Quelle leçon nous apprend l’Histoire!

Issam Haloui*

Depuis l’aube de l’humanité, les pandémies ont été le point de bascule dans le cours de l’Histoire; elles ont causé des changements radicaux et des transformations géopolitiques indéniables.

Pour remonter un peu plus loin dans l’histoire des pandémies, et pour ne citer que celles qui ont martyrisé l’humanité, on peut commencer par la peste d’Athènes au Ve Siècle Av. JC, qui emporta le célèbre orateur et homme d’Etat Périclès et annonça les prémisses du déclin de l’âge d’or athénien.

Vient ensuite la peste de Justinien, entre les VI et VIIIe Siècle. Puis la grande peste du Moyen-âge de 1347 à 1353, qui a massacré près de 35 millions de personnes (soit 40% de la population) dans une Europe en pleine explosion démographique et économique.
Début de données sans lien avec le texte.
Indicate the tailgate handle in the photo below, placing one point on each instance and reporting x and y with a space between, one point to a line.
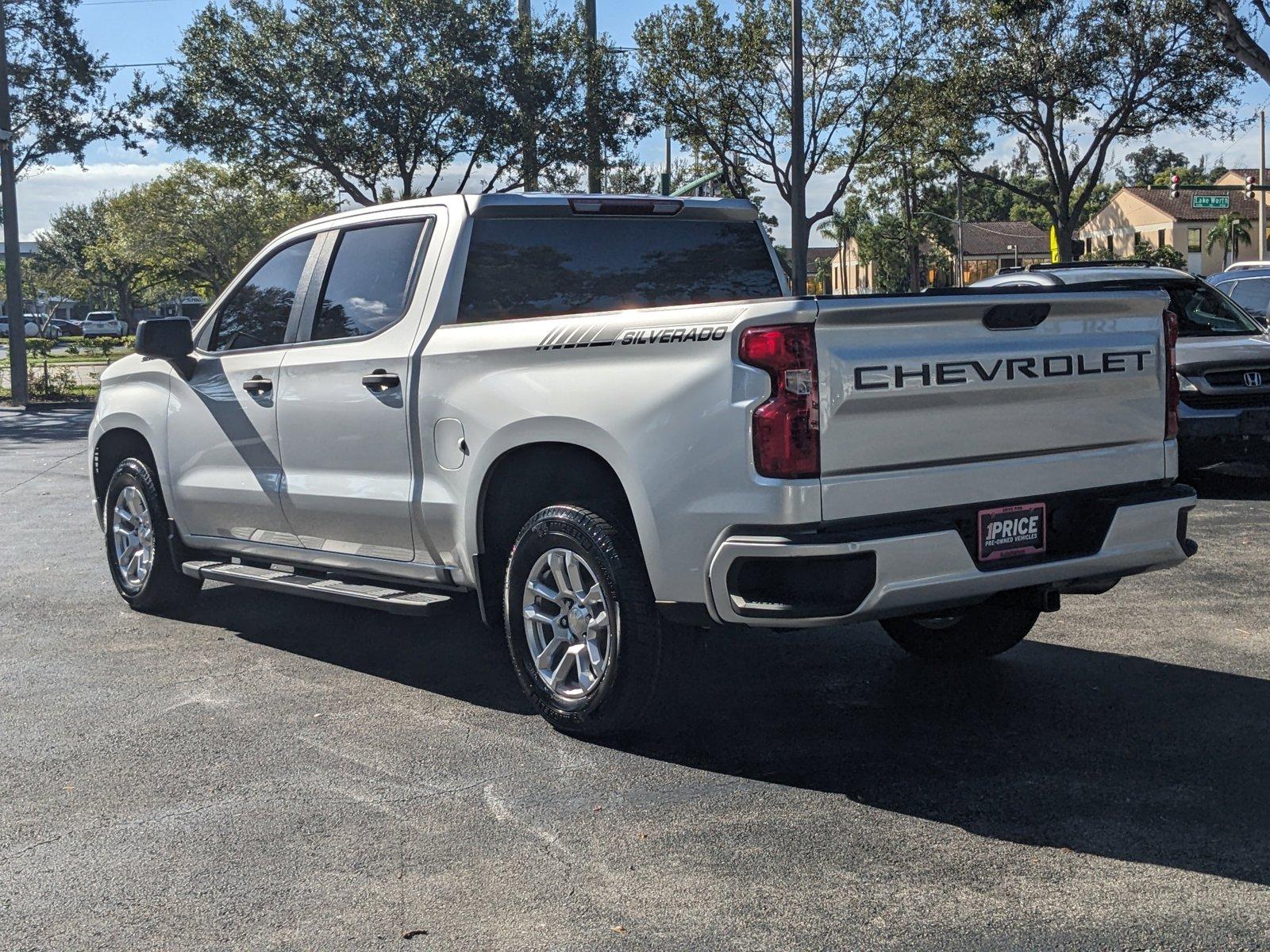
1015 317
Et la pandémie espagnole qui a duré un an (de 1918 à 1919), considérée comme la pandémie la plus dévastatrice, vu qu’elle a tué presque un quart de la population mondiale (25 à 100 millions de morts), dépassant ainsi la boucherie de la première guerre mondiale selon l’historien français Roland Lombardi.
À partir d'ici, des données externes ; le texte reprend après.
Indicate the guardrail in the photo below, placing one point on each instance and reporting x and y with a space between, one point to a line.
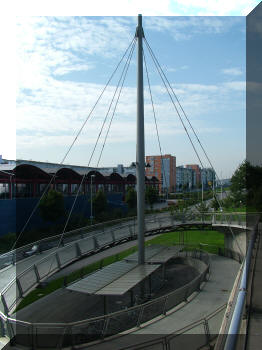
71 236
195 336
33 335
228 340
87 244
92 242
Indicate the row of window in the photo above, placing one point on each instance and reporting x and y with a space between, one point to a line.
35 190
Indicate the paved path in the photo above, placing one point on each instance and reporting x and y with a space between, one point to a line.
214 294
254 335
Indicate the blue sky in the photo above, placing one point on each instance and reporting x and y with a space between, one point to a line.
62 63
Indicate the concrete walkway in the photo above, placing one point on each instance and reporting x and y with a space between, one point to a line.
214 294
254 334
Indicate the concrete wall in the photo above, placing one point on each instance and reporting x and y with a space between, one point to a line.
238 239
14 213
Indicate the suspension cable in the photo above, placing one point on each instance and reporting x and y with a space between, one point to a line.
188 120
109 126
163 75
153 108
164 80
123 74
72 144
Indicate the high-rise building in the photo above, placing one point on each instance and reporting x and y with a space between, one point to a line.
208 177
196 168
185 178
163 168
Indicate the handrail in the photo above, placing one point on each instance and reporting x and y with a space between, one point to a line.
236 320
174 294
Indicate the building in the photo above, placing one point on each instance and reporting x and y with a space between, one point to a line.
164 169
185 178
208 177
197 170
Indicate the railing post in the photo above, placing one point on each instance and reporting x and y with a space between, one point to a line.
20 289
140 316
207 331
105 327
58 261
78 250
6 310
36 273
164 306
113 235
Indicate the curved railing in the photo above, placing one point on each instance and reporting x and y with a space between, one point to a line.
81 332
110 234
71 236
91 242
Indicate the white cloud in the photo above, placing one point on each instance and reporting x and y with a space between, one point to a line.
232 71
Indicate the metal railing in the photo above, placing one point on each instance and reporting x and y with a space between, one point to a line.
49 243
195 336
89 242
61 335
231 330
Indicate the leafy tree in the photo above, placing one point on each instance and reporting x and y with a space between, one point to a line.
151 196
99 202
131 198
215 204
238 179
51 206
202 207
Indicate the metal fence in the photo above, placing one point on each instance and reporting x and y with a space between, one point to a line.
163 221
194 336
33 335
88 243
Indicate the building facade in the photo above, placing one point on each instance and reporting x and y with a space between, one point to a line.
197 170
164 169
208 177
185 178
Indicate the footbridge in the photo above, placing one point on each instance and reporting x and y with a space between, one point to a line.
25 268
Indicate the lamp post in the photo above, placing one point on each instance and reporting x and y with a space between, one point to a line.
10 182
91 211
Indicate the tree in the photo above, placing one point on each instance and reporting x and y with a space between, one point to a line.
99 203
131 198
214 204
202 207
51 206
238 179
151 196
Aujourd’hui, alors que nous sommes dans l’âge de l’insécurité, pour reprendre une expression de Hassan Ourid, le monde est en train de vivre la même expérience de la peste mais avec plus d’ampleur et d’expansion notamment dans le vieux continent, qui serait réduit à une peau de chagrin si le Covid-19 continue de faucher les âmes à tors et à travers.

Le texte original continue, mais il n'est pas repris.